Le fait que certaines femmes préfèrent avorter plutôt que d’employer des contraceptifs montre la nécessité d’analyser les éventuels avantages de l’avortement sur le planning familial, et les désavantages de ce dernier sur l’avortement. A ce sujet David et Pick de Weiss (1992) signalent que la prévention de la grossesse implique, pour être effective, de vraiment partager la responsabilité du comportement sexuel, d’être informé et même éduqué sur la contraception, et de prendre vraiment conscience des mesures nécessaires avant le rapport sexuel. En revanche, les auteurs affirment qu’une insuffisante éducation en matière de santé sexuelle et de reproductive entraînera plus vers l’avortement. Un retard de règles et l’angoisse à l’idée d’une possible grossesse non désirée sont des raisons en général suffisantes pour qu’une femme cherche à avorter. Contrairement à la majorité des méthodes contraceptives, l’avortement est à 100% efficace –s’il est correctement pratiqué-, se réalise en une seule fois indépendamment du moment du coït et offre la certitude, et non de simples probabilités, d’éviter une grossesse. L’avortement n’intervient pas dans l’activité sexuelle –sauf en cas de complications-, et ne comporte pas les dangers pour la santé que certaines femmes attribuent aux méthodes contraceptives modernes. De plus, signalent les auteurs, si un certain remord est parfois associé à l’avortement, des sentiments de culpabilité similaires peuvent se présenter lors d’un usage répété de contraceptifs. En revanche, l’avortement ne conduit qu’à une seule violation du système de valeurs de la femme.

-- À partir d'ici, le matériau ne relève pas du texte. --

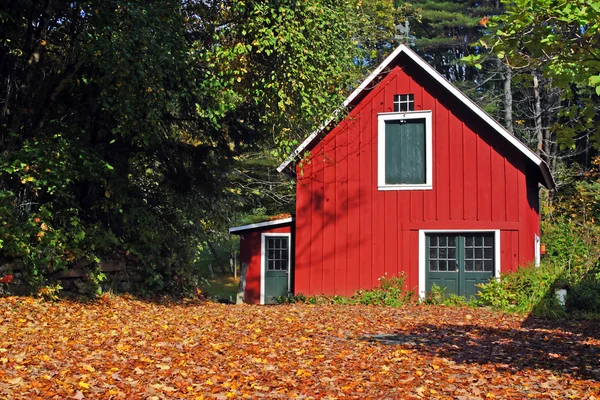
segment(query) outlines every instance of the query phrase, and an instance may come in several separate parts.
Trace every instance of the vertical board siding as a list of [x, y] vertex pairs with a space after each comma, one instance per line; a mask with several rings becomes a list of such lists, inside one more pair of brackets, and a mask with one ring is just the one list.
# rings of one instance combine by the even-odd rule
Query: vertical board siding
[[[360, 136], [360, 171], [359, 171], [359, 198], [360, 198], [360, 231], [359, 236], [359, 287], [367, 288], [371, 285], [372, 246], [371, 246], [371, 222], [373, 220], [373, 193], [371, 189], [377, 184], [376, 178], [371, 174], [373, 171], [373, 116], [371, 104], [360, 110], [358, 115], [358, 135]], [[356, 129], [356, 128], [355, 128]], [[355, 130], [356, 132], [356, 130]]]
[[[346, 294], [360, 285], [360, 120], [349, 119], [348, 129], [348, 241], [346, 243]], [[350, 293], [349, 293], [350, 291]]]
[[[387, 85], [383, 86], [386, 87]], [[388, 100], [389, 104], [389, 100]], [[382, 107], [383, 106], [383, 107]], [[375, 98], [373, 99], [373, 111], [371, 115], [372, 121], [377, 121], [377, 112], [381, 109], [387, 110], [385, 105], [385, 92], [383, 90], [375, 92]], [[389, 108], [389, 105], [388, 105]], [[373, 123], [373, 122], [372, 122]], [[377, 127], [371, 130], [371, 136], [373, 138], [373, 143], [377, 143]], [[373, 182], [374, 189], [377, 190], [376, 182], [377, 182], [377, 146], [371, 146], [371, 175], [375, 172]], [[384, 240], [385, 240], [385, 218], [386, 218], [386, 209], [385, 209], [385, 192], [375, 192], [373, 193], [373, 218], [371, 220], [371, 244], [372, 244], [372, 258], [371, 258], [371, 279], [369, 282], [369, 287], [374, 286], [374, 283], [377, 282], [377, 279], [381, 277], [384, 271]]]
[[346, 295], [346, 264], [348, 242], [348, 125], [343, 124], [341, 131], [335, 136], [335, 279], [334, 293]]
[[449, 113], [450, 219], [464, 219], [463, 124]]
[[464, 218], [467, 221], [477, 220], [477, 134], [466, 129], [463, 135], [464, 145], [464, 185], [463, 200]]
[[[416, 288], [419, 229], [500, 229], [502, 271], [533, 258], [537, 182], [522, 155], [434, 85], [396, 66], [311, 151], [297, 181], [297, 293], [350, 295], [386, 272]], [[380, 191], [377, 115], [410, 93], [415, 110], [432, 110], [433, 189]]]
[[341, 128], [336, 128], [333, 135], [325, 139], [325, 156], [323, 157], [323, 167], [325, 169], [325, 199], [323, 203], [323, 268], [321, 286], [324, 293], [335, 294], [335, 230], [338, 225], [336, 220], [336, 175], [340, 169], [335, 163], [336, 142], [338, 135], [342, 134]]
[[303, 223], [296, 225], [296, 231], [292, 242], [295, 249], [295, 269], [294, 291], [296, 293], [308, 293], [310, 290], [310, 246], [311, 226], [313, 223], [311, 198], [312, 198], [312, 183], [311, 179], [312, 163], [310, 160], [304, 160], [302, 165], [298, 166], [296, 185], [302, 190], [297, 190], [296, 195], [296, 215], [306, 215], [309, 218], [303, 220]]

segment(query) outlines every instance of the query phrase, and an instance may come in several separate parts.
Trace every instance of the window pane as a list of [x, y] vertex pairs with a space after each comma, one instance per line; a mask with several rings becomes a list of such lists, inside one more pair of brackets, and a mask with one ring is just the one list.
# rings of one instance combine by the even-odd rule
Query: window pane
[[425, 183], [425, 120], [386, 122], [385, 183]]
[[437, 258], [437, 249], [429, 249], [429, 258], [436, 259]]
[[494, 256], [494, 249], [484, 249], [483, 256], [486, 260], [491, 260]]
[[437, 271], [437, 261], [429, 261], [429, 271], [436, 272]]
[[446, 249], [440, 249], [440, 259], [445, 260], [448, 258], [448, 251]]
[[440, 271], [446, 271], [447, 265], [448, 265], [447, 261], [440, 261], [440, 266], [439, 266]]
[[465, 249], [465, 258], [473, 259], [473, 249]]
[[494, 262], [492, 260], [485, 260], [483, 262], [483, 270], [485, 272], [492, 272], [494, 270]]
[[494, 244], [494, 241], [493, 241], [492, 239], [493, 239], [493, 238], [492, 238], [491, 236], [485, 236], [485, 237], [483, 238], [483, 244], [484, 244], [485, 246], [493, 246], [493, 244]]
[[448, 261], [448, 271], [450, 271], [450, 272], [456, 271], [456, 261]]
[[475, 260], [475, 272], [482, 272], [482, 271], [483, 271], [483, 261]]
[[465, 260], [465, 271], [473, 272], [473, 260]]
[[451, 260], [456, 259], [456, 249], [448, 249], [448, 258]]

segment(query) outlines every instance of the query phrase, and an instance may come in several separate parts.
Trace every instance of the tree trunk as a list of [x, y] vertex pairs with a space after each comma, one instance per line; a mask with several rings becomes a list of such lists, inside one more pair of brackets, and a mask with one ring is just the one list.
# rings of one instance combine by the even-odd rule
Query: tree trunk
[[504, 65], [504, 126], [510, 132], [514, 132], [512, 118], [512, 70], [508, 65]]
[[219, 266], [219, 269], [221, 270], [223, 275], [227, 275], [227, 271], [225, 271], [225, 266], [223, 265], [221, 260], [219, 260], [219, 257], [217, 256], [217, 252], [215, 251], [215, 248], [213, 247], [212, 243], [211, 242], [207, 242], [207, 243], [208, 243], [208, 248], [210, 249], [210, 252], [213, 254], [215, 261], [217, 261], [217, 265]]
[[238, 294], [235, 299], [235, 304], [242, 304], [244, 302], [244, 292], [246, 291], [246, 272], [248, 271], [248, 263], [242, 263], [240, 270], [240, 286], [238, 287]]
[[535, 101], [535, 137], [537, 139], [537, 154], [543, 153], [544, 132], [542, 127], [542, 100], [540, 95], [539, 71], [533, 71], [533, 97]]

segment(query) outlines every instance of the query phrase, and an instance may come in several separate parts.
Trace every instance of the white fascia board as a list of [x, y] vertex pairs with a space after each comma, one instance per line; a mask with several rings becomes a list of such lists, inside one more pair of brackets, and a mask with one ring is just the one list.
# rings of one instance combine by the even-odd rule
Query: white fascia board
[[402, 50], [403, 50], [403, 46], [400, 46], [400, 47], [396, 48], [396, 50], [394, 50], [389, 56], [387, 56], [385, 58], [385, 60], [383, 60], [383, 62], [381, 64], [379, 64], [379, 66], [377, 68], [375, 68], [375, 70], [373, 72], [371, 72], [371, 74], [367, 77], [367, 79], [365, 79], [360, 84], [359, 87], [357, 87], [356, 89], [354, 89], [354, 91], [350, 94], [350, 96], [348, 96], [348, 98], [344, 101], [344, 103], [342, 104], [342, 107], [340, 107], [339, 109], [337, 109], [333, 113], [333, 116], [331, 118], [329, 118], [326, 123], [324, 123], [323, 125], [319, 126], [319, 128], [317, 128], [315, 131], [313, 131], [310, 134], [310, 136], [308, 136], [306, 138], [306, 140], [304, 142], [302, 142], [300, 144], [300, 146], [298, 146], [296, 148], [296, 150], [294, 150], [292, 152], [292, 154], [284, 162], [282, 162], [279, 167], [277, 167], [277, 171], [278, 172], [283, 171], [292, 161], [294, 161], [296, 159], [296, 157], [298, 157], [298, 155], [300, 155], [312, 143], [312, 141], [319, 135], [319, 133], [321, 133], [323, 131], [323, 129], [325, 129], [327, 127], [327, 125], [329, 125], [331, 123], [331, 121], [333, 121], [333, 119], [335, 117], [337, 117], [337, 115], [343, 109], [345, 109], [346, 107], [348, 107], [348, 105], [350, 103], [352, 103], [352, 101], [359, 94], [361, 94], [362, 91], [364, 89], [366, 89], [366, 87], [371, 84], [371, 82], [373, 82], [373, 79], [375, 79], [375, 78], [377, 78], [377, 76], [379, 76], [379, 74], [381, 73], [381, 71], [383, 71], [385, 68], [387, 68], [387, 66], [390, 65], [390, 63], [392, 61], [394, 61], [394, 59], [398, 56], [398, 54], [400, 54], [400, 52]]
[[[361, 83], [359, 87], [356, 88], [350, 94], [350, 96], [344, 101], [343, 107], [346, 108], [385, 68], [389, 66], [389, 64], [396, 58], [400, 53], [405, 53], [411, 60], [413, 60], [418, 66], [423, 68], [425, 72], [427, 72], [433, 79], [435, 79], [438, 83], [440, 83], [444, 88], [446, 88], [450, 93], [452, 93], [456, 98], [458, 98], [464, 105], [467, 106], [471, 111], [477, 114], [481, 119], [483, 119], [488, 125], [490, 125], [494, 130], [500, 135], [502, 135], [510, 144], [515, 146], [518, 150], [520, 150], [527, 158], [529, 158], [536, 166], [538, 166], [541, 170], [542, 177], [546, 182], [546, 187], [549, 189], [554, 189], [555, 184], [552, 179], [552, 175], [548, 169], [547, 164], [537, 156], [531, 149], [529, 149], [523, 142], [521, 142], [517, 137], [508, 132], [502, 125], [498, 123], [498, 121], [494, 120], [490, 117], [481, 107], [473, 102], [470, 98], [468, 98], [464, 93], [458, 90], [454, 85], [452, 85], [446, 78], [444, 78], [440, 73], [438, 73], [435, 68], [429, 65], [425, 60], [423, 60], [417, 53], [411, 50], [408, 46], [401, 44], [394, 50], [386, 59]], [[340, 112], [337, 110], [334, 113], [334, 117]], [[283, 171], [292, 161], [298, 157], [310, 144], [317, 138], [319, 133], [323, 129], [331, 123], [334, 117], [330, 118], [327, 123], [321, 125], [317, 130], [312, 132], [309, 137], [306, 138], [304, 142], [300, 146], [294, 150], [294, 152], [277, 168], [277, 171]]]
[[229, 228], [229, 233], [247, 231], [247, 230], [256, 229], [256, 228], [264, 228], [267, 226], [273, 227], [273, 226], [277, 226], [277, 225], [285, 225], [285, 224], [289, 224], [293, 221], [294, 221], [294, 218], [290, 217], [290, 218], [276, 219], [273, 221], [257, 222], [256, 224], [234, 226], [232, 228]]

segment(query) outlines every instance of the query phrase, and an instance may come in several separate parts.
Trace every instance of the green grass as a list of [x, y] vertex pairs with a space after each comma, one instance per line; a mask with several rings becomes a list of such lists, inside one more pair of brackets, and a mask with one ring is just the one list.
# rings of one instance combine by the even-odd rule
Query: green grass
[[234, 279], [233, 276], [215, 276], [212, 279], [206, 279], [206, 283], [200, 285], [200, 290], [208, 296], [219, 296], [224, 299], [229, 299], [231, 296], [235, 300], [239, 282], [239, 278]]

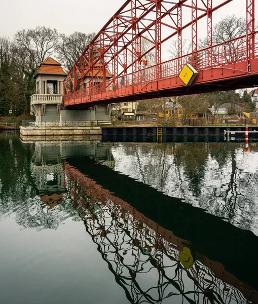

Sur ce dernier point, Guillaume (2004) évoque certaines femmes africaines qui préfèrent avorter plutôt que d’utiliser un contraceptif médical. Cette préférence, dit-elle, s’explique par la crainte des effets secondaires attribués à cette méthode, comme le risque de cancer ou d’infertilité, surtout lors d’une utilisation prolongée de certains contraceptifs. Il est étonnant que ceux qui expriment ces craintes passent sous silence le fait qu’un avortement, s’il n’est pas pratiqué correctement, a plus de chances de rendre la femme stérile. D’autre part, elle signale qu’un éventuel avantage de l’avortement sur la contraception pour les jeunes femmes tient dans la possibilité de prouver leur fécondité, tandis qu’au contraire elles peuvent avoir l’impression que les contraceptifs laissent la question en suspens ou la mettent en danger.